The patient’s affect was discordant to the manifestation of the cutaneous findings. She wanted to show every physician in the department how swollen her hand was and seemed to be happy with this condition. Although she displayed no signs of disturbance when the affected extremity was touched or handled, she reported severe pain and tenderness as well as difficulty in housework. She noted that she normally resided in a city and that the swelling had started at the time she had relocated to a rural village to take care of her bedridden mother-in-law. She was under an intensive workload in the village, and the condition of the hand was impeding manual work.

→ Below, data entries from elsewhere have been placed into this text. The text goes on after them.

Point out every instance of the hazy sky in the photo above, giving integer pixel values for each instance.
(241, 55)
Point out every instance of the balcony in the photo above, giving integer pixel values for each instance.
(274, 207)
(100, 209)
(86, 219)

Factitious lymphedema was considered, and hospitalization was recommended. The patient was then lost to follow-up; however, one of her relatives noted that the patient had returned to the city. When she presented again 1 year later, almost all physical signs had disappeared (Figure 2), and a psychiatric referral was recommended. A Minnesota Multiphasic Personality Inventory test yielded an invalid result due to the patient’s exaggeration of her preexisting physical symptoms. Further psychiatric workup was rejected by the patient.

FIGURE 2. Complete regression of lymphedema was noted 1 year after the initial presentation.

Almost a year after the psychiatric referral, the patient’s follow-up photographs revealed that the lymphedema recurred when she went to visit her mother-in-law in the rural village and that it was completely ameliorated when she returned to the city. Thus, a positive “mother-in-law provocation test” was accepted as final proof of the self-inflicted nature of the condition.